Social Stratification in the Deep South

Southern Poverty Law Center

In our time with Andrew at the Southern Poverty Law Center and the Civil Rights Memorial, our group seemed to be stricken with multiple emotions as a reaction to the memorial. I was amazed by the beautiful tribute to the many people who lost their lives in the struggle to obtain equal rights for not only African Americans in the south, but the people who have died as a result of hatred for what is not known or understood. I was seriously brought to tears when I was reading the stories of the people who have been murdered in cold blood since the Civil Rights movement because they were different from their killers and that was the only reason that these people were murdered.

The attention that was drawn to groups not only in the United States, such as the victims of the Darfur genocide and the Holocaust, is something that we all know about, but that many of us tend to overlook in the question of equal rights for all people. America is known as the land of the free and home of the brave, but if we, as a nation, are unable to secure what we consider to be basic freedoms forty years after the civil rights movement and after we have had so much legislation to go through to secure these rights, then what hope do we have to show the rest of the world?

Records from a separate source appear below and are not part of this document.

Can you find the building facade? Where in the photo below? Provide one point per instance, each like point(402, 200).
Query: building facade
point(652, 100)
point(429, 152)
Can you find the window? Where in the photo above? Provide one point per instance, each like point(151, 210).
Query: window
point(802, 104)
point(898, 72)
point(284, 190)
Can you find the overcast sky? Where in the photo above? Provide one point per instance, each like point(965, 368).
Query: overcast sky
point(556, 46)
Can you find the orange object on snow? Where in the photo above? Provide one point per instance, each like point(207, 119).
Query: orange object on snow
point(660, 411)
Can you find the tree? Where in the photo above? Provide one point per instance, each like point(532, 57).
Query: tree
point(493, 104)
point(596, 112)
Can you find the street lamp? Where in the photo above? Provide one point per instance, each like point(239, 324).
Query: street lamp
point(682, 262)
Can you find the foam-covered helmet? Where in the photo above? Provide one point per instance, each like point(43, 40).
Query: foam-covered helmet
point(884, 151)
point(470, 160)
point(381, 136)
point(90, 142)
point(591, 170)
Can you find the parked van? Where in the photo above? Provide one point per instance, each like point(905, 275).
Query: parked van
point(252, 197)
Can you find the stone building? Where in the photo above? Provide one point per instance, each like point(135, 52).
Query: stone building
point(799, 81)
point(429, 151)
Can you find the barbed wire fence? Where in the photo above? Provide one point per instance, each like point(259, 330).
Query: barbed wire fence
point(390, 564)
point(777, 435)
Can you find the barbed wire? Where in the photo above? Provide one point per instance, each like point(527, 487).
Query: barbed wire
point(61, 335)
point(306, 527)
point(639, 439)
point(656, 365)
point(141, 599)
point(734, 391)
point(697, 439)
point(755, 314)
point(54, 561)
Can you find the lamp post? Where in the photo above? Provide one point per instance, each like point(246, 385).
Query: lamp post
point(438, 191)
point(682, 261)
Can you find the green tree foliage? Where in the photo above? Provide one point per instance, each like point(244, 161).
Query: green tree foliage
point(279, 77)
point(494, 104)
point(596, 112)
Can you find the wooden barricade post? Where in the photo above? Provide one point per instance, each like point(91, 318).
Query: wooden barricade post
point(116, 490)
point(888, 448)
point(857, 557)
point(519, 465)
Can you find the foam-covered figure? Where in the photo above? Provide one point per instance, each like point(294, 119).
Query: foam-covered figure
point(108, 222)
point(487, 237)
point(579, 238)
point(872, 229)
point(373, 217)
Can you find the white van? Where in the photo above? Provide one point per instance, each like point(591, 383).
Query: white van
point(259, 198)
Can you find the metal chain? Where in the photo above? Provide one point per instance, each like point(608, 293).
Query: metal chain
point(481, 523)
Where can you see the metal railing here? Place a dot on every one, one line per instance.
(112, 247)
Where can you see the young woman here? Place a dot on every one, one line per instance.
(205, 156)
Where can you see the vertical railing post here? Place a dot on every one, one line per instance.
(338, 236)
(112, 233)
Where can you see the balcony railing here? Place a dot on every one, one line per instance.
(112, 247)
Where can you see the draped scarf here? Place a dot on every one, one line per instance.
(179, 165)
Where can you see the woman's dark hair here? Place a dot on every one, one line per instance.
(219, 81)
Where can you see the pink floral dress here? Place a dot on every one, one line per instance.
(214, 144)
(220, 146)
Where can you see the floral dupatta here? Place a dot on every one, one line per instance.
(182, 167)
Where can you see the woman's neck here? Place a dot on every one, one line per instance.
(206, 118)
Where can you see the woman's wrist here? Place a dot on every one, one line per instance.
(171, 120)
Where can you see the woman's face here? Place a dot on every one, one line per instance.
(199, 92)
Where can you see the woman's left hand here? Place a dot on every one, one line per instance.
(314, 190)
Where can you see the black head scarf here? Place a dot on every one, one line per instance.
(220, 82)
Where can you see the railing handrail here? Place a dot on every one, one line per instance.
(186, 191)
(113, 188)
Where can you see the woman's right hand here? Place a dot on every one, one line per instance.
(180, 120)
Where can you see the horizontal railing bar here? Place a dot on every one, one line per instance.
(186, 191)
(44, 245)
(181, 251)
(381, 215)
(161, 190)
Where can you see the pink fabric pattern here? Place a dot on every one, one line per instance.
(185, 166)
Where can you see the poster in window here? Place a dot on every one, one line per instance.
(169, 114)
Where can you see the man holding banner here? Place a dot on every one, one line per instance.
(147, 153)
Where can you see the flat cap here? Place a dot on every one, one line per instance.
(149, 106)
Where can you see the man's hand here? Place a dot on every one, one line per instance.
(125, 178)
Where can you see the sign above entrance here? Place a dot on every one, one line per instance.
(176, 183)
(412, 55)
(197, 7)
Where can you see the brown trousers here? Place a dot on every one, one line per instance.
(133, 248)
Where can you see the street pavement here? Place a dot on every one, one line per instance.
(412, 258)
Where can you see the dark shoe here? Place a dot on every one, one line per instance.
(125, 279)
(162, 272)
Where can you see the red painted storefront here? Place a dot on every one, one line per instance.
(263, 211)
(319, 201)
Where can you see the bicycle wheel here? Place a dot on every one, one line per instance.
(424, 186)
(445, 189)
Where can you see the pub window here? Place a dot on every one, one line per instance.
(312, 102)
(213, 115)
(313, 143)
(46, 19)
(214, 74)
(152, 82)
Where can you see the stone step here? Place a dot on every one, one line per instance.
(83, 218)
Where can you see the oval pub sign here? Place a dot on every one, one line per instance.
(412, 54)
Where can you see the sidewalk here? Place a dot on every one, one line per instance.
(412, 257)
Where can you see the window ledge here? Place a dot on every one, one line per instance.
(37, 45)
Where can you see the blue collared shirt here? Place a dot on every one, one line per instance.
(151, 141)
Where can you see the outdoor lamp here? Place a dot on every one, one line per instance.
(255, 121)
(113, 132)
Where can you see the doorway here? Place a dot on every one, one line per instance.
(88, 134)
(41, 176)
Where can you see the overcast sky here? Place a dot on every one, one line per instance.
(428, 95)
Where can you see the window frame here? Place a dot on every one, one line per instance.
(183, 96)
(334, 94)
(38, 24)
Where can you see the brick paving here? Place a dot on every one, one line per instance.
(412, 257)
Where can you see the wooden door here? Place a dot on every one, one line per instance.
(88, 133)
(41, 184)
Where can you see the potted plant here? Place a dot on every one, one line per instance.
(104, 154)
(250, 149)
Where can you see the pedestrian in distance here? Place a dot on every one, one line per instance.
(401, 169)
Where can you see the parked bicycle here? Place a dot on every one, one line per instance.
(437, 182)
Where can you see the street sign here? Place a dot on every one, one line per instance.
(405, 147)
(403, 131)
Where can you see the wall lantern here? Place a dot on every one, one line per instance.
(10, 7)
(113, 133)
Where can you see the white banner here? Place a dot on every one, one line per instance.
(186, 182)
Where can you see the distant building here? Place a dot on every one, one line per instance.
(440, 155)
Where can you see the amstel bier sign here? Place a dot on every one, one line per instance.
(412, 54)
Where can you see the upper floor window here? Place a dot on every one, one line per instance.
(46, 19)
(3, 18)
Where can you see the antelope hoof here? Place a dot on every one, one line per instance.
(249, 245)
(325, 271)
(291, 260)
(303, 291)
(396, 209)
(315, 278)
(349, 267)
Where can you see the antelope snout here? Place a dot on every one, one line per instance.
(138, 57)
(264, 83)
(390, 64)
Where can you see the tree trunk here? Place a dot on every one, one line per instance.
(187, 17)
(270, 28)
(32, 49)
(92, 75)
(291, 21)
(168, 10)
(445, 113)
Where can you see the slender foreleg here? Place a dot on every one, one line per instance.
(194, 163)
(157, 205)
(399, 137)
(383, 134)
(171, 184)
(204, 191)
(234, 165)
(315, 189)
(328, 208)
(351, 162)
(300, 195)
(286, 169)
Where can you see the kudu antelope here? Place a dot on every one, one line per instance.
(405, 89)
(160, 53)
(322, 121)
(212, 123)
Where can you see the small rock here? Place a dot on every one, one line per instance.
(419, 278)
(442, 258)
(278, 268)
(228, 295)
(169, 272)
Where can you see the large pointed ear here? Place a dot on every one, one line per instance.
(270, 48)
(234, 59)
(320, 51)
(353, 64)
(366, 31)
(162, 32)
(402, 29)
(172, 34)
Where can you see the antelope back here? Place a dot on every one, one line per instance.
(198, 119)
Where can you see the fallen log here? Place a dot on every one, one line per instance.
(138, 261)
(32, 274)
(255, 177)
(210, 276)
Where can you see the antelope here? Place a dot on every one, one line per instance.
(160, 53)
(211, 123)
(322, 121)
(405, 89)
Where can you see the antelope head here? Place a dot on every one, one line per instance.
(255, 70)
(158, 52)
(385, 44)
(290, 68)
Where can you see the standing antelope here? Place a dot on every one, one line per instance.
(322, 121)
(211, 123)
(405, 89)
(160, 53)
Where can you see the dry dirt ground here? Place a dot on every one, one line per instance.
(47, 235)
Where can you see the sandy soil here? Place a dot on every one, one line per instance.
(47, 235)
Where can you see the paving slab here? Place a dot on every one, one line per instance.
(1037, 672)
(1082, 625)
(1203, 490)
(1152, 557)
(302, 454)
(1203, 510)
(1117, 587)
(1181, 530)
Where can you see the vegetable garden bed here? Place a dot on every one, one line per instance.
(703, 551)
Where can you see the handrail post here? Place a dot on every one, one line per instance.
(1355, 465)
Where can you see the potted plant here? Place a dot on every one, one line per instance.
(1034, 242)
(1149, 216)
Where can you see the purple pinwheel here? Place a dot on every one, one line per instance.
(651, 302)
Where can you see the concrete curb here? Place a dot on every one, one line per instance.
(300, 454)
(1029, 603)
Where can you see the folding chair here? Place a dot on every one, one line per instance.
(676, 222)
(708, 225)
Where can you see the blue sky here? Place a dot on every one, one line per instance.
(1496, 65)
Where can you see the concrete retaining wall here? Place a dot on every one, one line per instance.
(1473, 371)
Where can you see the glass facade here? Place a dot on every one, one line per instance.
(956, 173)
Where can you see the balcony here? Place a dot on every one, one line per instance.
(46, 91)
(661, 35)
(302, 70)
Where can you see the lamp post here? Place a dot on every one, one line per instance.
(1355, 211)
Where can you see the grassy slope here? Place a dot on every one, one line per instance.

The walk across the bridge in Selma was very surreal to me to know the pain and suffering that took place at the foot of the bridge where so many people were just trying to get to their right to vote. Something that Dr. Hattery brought up that I have continued to think about was the fact that the people that organized in Selma were not just wanting the right to vote, but that these were impoverished people who needed to have a voice because there were no politicians standing up for their rights.